Physical characteristics
- Source: Rabbit Lake
- • location: Chugach Mountains
- • coordinates: 61°02′31″N 149°35′08″W﻿ / ﻿61.0419444°N 149.5855556°W
- • elevation: 3,153 ft (961 m)
- Mouth: Turnagain Arm, Anchorage
- • coordinates: 61°04′41″N 149°49′25″W﻿ / ﻿61.0780556°N 149.8236111°W
- • elevation: 13 ft (4.0 m)
- Length: 15 mi (24 km)
- • location: Turnagain Arm

Basin features
- • left: Little Rabbit Creek

= Rabbit Creek (Anchorage, Alaska) =

Rabbit Creek is one of several streams that flow through the city of Anchorage, Alaska. It runs for 15 miles from the Chugach Mountains to Turnagain Arm. Before English-speaking settlers arrived in Anchorage, the Dena'ina called the creek "Ggeh Betnu."

==Course==
The headwaters of Rabbit Creek originate at 3153 ft at Rabbit Lake, a 75 acre alpine lake at the base of North Yuyanq' Ch'ex and South Yuyanq' Ch'ex.

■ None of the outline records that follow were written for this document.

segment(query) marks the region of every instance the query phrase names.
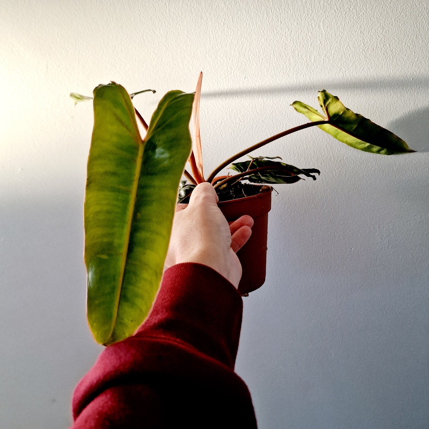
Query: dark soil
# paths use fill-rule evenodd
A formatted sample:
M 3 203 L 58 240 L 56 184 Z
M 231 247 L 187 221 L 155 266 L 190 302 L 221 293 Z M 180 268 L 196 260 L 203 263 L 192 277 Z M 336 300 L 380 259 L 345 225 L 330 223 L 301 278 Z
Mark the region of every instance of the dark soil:
M 256 195 L 260 192 L 264 191 L 266 187 L 261 187 L 260 185 L 257 186 L 249 183 L 237 182 L 232 186 L 226 186 L 223 189 L 218 188 L 216 190 L 220 202 L 221 201 L 228 201 L 231 199 L 238 199 L 239 198 L 244 198 L 245 196 Z M 189 202 L 189 196 L 181 201 L 181 202 L 185 204 L 188 204 Z

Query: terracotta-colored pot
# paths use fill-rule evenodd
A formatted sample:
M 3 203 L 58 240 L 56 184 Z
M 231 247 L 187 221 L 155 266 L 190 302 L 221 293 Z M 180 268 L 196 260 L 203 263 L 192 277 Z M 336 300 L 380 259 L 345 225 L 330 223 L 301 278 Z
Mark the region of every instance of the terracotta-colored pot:
M 243 295 L 260 287 L 265 281 L 268 212 L 271 209 L 272 188 L 266 186 L 265 187 L 266 190 L 256 195 L 218 204 L 228 222 L 236 221 L 243 214 L 248 214 L 254 222 L 252 235 L 237 253 L 243 269 L 238 290 Z M 187 206 L 187 204 L 178 204 L 176 211 L 183 210 Z

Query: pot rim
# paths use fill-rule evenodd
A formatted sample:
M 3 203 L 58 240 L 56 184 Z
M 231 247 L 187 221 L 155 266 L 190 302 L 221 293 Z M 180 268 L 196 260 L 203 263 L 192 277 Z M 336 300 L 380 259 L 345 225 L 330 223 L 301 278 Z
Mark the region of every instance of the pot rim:
M 235 199 L 228 199 L 226 201 L 221 201 L 220 202 L 218 203 L 218 205 L 224 205 L 227 203 L 230 204 L 233 201 L 242 201 L 243 200 L 248 200 L 249 199 L 251 199 L 252 198 L 256 198 L 258 197 L 260 197 L 261 194 L 265 193 L 266 192 L 272 192 L 274 188 L 272 186 L 269 186 L 268 185 L 254 185 L 254 186 L 257 186 L 258 187 L 262 187 L 263 186 L 266 186 L 268 189 L 263 190 L 262 192 L 259 192 L 258 193 L 255 193 L 254 195 L 249 195 L 248 196 L 243 196 L 241 198 L 236 198 Z

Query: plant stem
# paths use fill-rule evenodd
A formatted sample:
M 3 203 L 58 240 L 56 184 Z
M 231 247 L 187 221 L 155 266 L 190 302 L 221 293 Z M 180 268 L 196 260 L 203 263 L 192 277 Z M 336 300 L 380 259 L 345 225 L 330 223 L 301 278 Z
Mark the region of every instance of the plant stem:
M 186 170 L 183 172 L 183 175 L 192 184 L 196 185 L 197 184 L 195 179 L 192 176 L 192 175 L 191 175 L 189 172 Z
M 192 170 L 192 174 L 195 178 L 195 181 L 197 183 L 202 183 L 204 181 L 204 179 L 201 177 L 198 171 L 198 167 L 196 166 L 196 163 L 195 161 L 195 155 L 194 154 L 193 151 L 191 151 L 190 156 L 189 157 L 189 163 L 190 164 L 191 169 Z
M 247 171 L 245 171 L 242 173 L 239 173 L 238 174 L 234 174 L 233 176 L 230 176 L 229 177 L 227 177 L 227 178 L 224 179 L 223 180 L 220 182 L 218 182 L 213 187 L 216 189 L 216 188 L 219 187 L 221 186 L 222 185 L 225 184 L 225 183 L 227 183 L 228 182 L 231 181 L 233 179 L 237 179 L 241 177 L 244 177 L 245 176 L 250 176 L 251 174 L 253 174 L 254 173 L 257 173 L 258 171 L 263 171 L 264 170 L 278 170 L 279 169 L 284 169 L 284 166 L 267 166 L 265 167 L 258 167 L 257 168 L 254 168 L 253 170 L 248 170 Z M 290 172 L 291 175 L 293 176 L 296 175 L 293 173 L 291 172 Z
M 278 134 L 276 134 L 275 136 L 273 136 L 272 137 L 269 137 L 268 139 L 266 139 L 265 140 L 263 140 L 262 142 L 260 142 L 259 143 L 257 143 L 256 145 L 254 145 L 253 146 L 251 146 L 250 148 L 248 148 L 247 149 L 245 149 L 244 151 L 242 151 L 241 152 L 239 152 L 238 154 L 236 154 L 235 155 L 233 155 L 233 156 L 232 156 L 230 158 L 229 158 L 226 161 L 224 161 L 220 165 L 218 165 L 210 173 L 210 175 L 208 178 L 207 178 L 207 181 L 211 183 L 211 181 L 213 179 L 216 175 L 223 168 L 224 168 L 227 165 L 228 165 L 228 164 L 230 164 L 231 163 L 233 162 L 236 160 L 238 159 L 239 158 L 240 158 L 245 155 L 247 155 L 252 151 L 254 151 L 257 149 L 259 149 L 260 148 L 262 148 L 263 146 L 268 145 L 269 143 L 274 142 L 275 140 L 277 140 L 278 139 L 280 139 L 281 137 L 284 137 L 285 136 L 287 136 L 288 134 L 292 134 L 293 133 L 295 133 L 296 131 L 299 131 L 301 130 L 304 130 L 305 128 L 309 128 L 310 127 L 314 127 L 315 125 L 326 125 L 327 124 L 329 123 L 330 123 L 329 121 L 317 121 L 314 122 L 308 122 L 307 124 L 304 124 L 302 125 L 299 125 L 298 127 L 294 127 L 293 128 L 287 130 L 285 131 L 279 133 Z
M 151 91 L 151 90 L 147 90 L 147 91 Z M 142 123 L 142 125 L 143 125 L 143 127 L 146 130 L 148 130 L 148 124 L 146 123 L 146 121 L 143 118 L 143 117 L 139 113 L 139 111 L 137 110 L 135 107 L 134 107 L 134 111 L 136 112 L 136 114 L 137 115 L 137 117 L 140 119 L 140 121 Z

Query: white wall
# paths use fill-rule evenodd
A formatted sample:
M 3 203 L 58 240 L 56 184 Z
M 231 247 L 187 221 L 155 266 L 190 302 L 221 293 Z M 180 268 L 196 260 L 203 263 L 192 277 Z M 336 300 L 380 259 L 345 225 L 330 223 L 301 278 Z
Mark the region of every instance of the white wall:
M 85 317 L 91 95 L 110 80 L 148 118 L 204 73 L 208 171 L 305 122 L 322 88 L 416 154 L 314 128 L 257 155 L 319 168 L 276 187 L 266 284 L 245 299 L 236 370 L 260 428 L 429 426 L 429 10 L 426 0 L 3 0 L 0 7 L 0 426 L 71 422 L 101 347 Z

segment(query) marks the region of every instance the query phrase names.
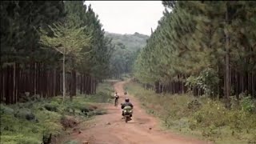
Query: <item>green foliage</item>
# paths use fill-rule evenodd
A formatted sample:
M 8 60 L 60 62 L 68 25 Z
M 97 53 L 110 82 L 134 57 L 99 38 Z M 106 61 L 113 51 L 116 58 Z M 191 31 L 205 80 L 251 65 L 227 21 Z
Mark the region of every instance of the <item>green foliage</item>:
M 177 133 L 194 134 L 216 143 L 256 142 L 255 113 L 239 108 L 228 110 L 222 102 L 207 97 L 195 99 L 187 94 L 156 94 L 134 82 L 126 86 L 148 113 L 158 117 L 165 127 Z M 241 102 L 239 106 L 243 105 Z
M 139 50 L 145 46 L 148 36 L 135 33 L 134 34 L 118 34 L 106 33 L 112 39 L 114 50 L 110 58 L 111 76 L 119 78 L 124 73 L 131 72 L 132 65 Z
M 217 92 L 218 79 L 223 78 L 224 66 L 239 74 L 255 71 L 254 2 L 162 1 L 162 4 L 172 10 L 164 11 L 136 58 L 133 69 L 136 79 L 152 84 L 182 82 L 177 77 L 191 76 L 188 85 L 215 95 L 213 92 Z M 226 54 L 230 58 L 227 65 Z
M 10 106 L 1 104 L 1 142 L 10 144 L 41 143 L 43 135 L 52 134 L 53 137 L 62 132 L 63 126 L 61 123 L 61 119 L 64 117 L 72 117 L 77 121 L 84 121 L 94 115 L 106 114 L 106 110 L 98 108 L 95 106 L 96 103 L 93 102 L 107 102 L 104 97 L 108 98 L 108 95 L 112 94 L 114 90 L 112 90 L 110 83 L 104 82 L 100 84 L 98 92 L 101 92 L 101 94 L 98 94 L 97 101 L 92 98 L 94 95 L 86 98 L 78 95 L 74 97 L 72 102 L 66 102 L 64 105 L 61 97 L 35 101 L 33 102 L 33 105 L 30 104 L 30 102 Z M 46 110 L 46 106 L 50 108 L 54 107 L 54 110 Z M 74 113 L 73 110 L 67 110 L 70 109 L 74 110 Z M 82 113 L 82 109 L 90 110 L 90 111 Z M 17 114 L 18 117 L 14 116 Z M 38 122 L 26 119 L 26 115 L 30 114 L 34 114 Z
M 256 102 L 250 95 L 242 98 L 241 106 L 245 112 L 254 114 L 256 112 Z
M 198 77 L 190 76 L 186 79 L 186 86 L 190 89 L 198 87 L 202 89 L 206 94 L 214 95 L 218 88 L 219 79 L 218 74 L 213 69 L 202 70 Z
M 122 43 L 127 50 L 133 52 L 144 47 L 146 40 L 149 38 L 149 36 L 138 33 L 134 33 L 134 34 L 119 34 L 106 32 L 105 35 L 107 38 L 112 38 L 112 42 L 116 45 L 115 47 Z

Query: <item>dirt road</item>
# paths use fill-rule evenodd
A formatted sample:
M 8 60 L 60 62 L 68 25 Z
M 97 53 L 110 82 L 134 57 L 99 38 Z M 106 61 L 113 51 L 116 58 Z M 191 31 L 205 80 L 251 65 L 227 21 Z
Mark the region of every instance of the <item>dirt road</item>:
M 98 116 L 94 125 L 81 134 L 72 134 L 72 139 L 88 141 L 90 144 L 206 144 L 206 142 L 164 132 L 159 128 L 157 118 L 147 114 L 138 102 L 129 94 L 126 95 L 134 104 L 133 120 L 126 123 L 122 118 L 120 103 L 124 102 L 123 85 L 125 82 L 114 84 L 120 95 L 118 107 L 107 105 L 108 114 Z M 129 93 L 129 91 L 128 91 Z

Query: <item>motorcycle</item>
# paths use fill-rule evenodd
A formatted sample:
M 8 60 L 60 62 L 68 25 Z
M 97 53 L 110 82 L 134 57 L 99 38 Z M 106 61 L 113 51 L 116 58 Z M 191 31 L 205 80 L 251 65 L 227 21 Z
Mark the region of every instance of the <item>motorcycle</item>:
M 128 121 L 130 121 L 130 116 L 133 114 L 133 110 L 130 106 L 126 106 L 123 108 L 123 117 L 124 119 L 126 120 L 126 122 L 127 123 Z
M 114 99 L 114 106 L 118 106 L 118 99 Z

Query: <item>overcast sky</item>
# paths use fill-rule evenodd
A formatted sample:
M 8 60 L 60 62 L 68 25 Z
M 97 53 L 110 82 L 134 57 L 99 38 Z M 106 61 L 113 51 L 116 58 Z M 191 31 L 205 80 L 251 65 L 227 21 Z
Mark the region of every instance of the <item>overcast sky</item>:
M 164 10 L 162 1 L 86 1 L 86 4 L 91 4 L 105 31 L 118 34 L 150 35 Z

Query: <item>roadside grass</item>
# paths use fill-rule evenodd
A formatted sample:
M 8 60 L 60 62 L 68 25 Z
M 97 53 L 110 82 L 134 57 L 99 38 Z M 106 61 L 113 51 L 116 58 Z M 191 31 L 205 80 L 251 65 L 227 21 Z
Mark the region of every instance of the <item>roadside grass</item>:
M 227 110 L 222 102 L 206 97 L 157 94 L 135 82 L 126 87 L 167 130 L 214 143 L 256 143 L 255 112 L 245 112 L 239 106 Z
M 1 104 L 1 144 L 41 144 L 43 136 L 58 138 L 72 125 L 91 119 L 94 115 L 105 114 L 98 103 L 109 102 L 112 86 L 101 83 L 96 94 L 68 98 L 62 104 L 62 97 L 37 99 L 25 103 L 6 106 Z

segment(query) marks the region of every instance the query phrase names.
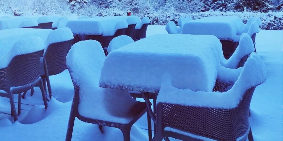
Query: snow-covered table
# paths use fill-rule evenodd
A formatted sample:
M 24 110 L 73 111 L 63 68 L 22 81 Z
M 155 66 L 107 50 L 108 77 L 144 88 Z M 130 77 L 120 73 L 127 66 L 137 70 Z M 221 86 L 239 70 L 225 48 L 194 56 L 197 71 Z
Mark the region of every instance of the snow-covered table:
M 52 30 L 43 29 L 18 28 L 0 30 L 0 57 L 5 54 L 14 43 L 21 39 L 29 36 L 40 37 L 45 41 Z
M 18 28 L 23 21 L 26 20 L 20 18 L 0 18 L 0 30 Z
M 127 27 L 125 27 L 123 24 L 117 25 L 119 22 L 123 21 L 121 19 L 123 19 L 125 22 L 127 19 L 122 16 L 98 17 L 72 20 L 67 23 L 66 27 L 70 28 L 74 34 L 112 36 L 117 29 L 128 27 L 127 25 L 125 25 Z
M 221 50 L 219 39 L 212 35 L 153 35 L 109 53 L 101 70 L 99 87 L 142 92 L 154 121 L 154 105 L 162 80 L 170 79 L 179 89 L 212 91 L 221 66 Z

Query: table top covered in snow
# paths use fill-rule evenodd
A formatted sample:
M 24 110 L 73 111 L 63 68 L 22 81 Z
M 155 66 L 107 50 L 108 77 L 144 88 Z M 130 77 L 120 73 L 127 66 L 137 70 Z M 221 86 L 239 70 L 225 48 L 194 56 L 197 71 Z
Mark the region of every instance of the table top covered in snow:
M 220 39 L 239 41 L 242 34 L 248 32 L 250 27 L 250 24 L 244 24 L 238 17 L 207 17 L 186 22 L 184 25 L 181 33 L 183 34 L 211 35 Z M 254 31 L 250 31 L 253 32 L 252 34 L 258 32 L 257 30 L 252 29 L 252 29 Z
M 119 24 L 122 21 L 125 23 Z M 127 28 L 127 25 L 136 24 L 137 22 L 133 17 L 94 17 L 69 21 L 66 27 L 70 28 L 74 34 L 112 36 L 117 29 Z
M 15 42 L 29 36 L 39 37 L 45 41 L 52 30 L 17 28 L 0 30 L 0 57 L 7 53 Z
M 18 28 L 23 21 L 26 20 L 20 18 L 0 18 L 0 30 Z
M 222 49 L 211 35 L 153 35 L 109 53 L 99 86 L 158 92 L 162 80 L 169 78 L 179 88 L 211 91 Z

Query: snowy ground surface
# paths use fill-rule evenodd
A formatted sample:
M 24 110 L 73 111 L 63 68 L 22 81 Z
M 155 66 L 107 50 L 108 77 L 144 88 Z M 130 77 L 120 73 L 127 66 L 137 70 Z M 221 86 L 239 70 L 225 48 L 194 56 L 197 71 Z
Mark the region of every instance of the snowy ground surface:
M 151 25 L 147 36 L 167 34 L 165 26 Z M 256 47 L 266 66 L 268 77 L 256 87 L 252 100 L 249 119 L 256 141 L 282 140 L 283 85 L 283 31 L 261 30 L 257 34 Z M 28 92 L 22 100 L 19 121 L 11 122 L 9 99 L 0 97 L 0 140 L 62 141 L 65 140 L 74 88 L 67 70 L 50 76 L 54 98 L 45 111 L 38 88 L 33 96 Z M 16 102 L 18 95 L 15 94 Z M 33 105 L 35 105 L 33 106 Z M 17 107 L 17 104 L 16 104 Z M 132 141 L 147 140 L 147 122 L 144 115 L 132 127 Z M 104 127 L 102 133 L 98 126 L 75 121 L 73 141 L 123 140 L 118 129 Z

Rabbit Lake is a popular hiking destination and can be reached via either the Rabbit Lake Trail or the neighboring McHugh Creek drainage. The creek then descends from the Chugach Mountains and flows west through residential areas and green spaces including Griffin Park. Near its mouth at Potter Marsh it receives a tributary from Little Rabbit Creek, which drains the hillside just south of the main creek channel. It then flows southwest under the Seward Highway and empties into Turnagain Arm of Cook Inlet.

==Recreation==
A well-traversed 4.4-mile hiking trail begins at Canyon Road and follows the upper stretch of Rabbit Creek through the Chugach Mountains to Rabbit Lake.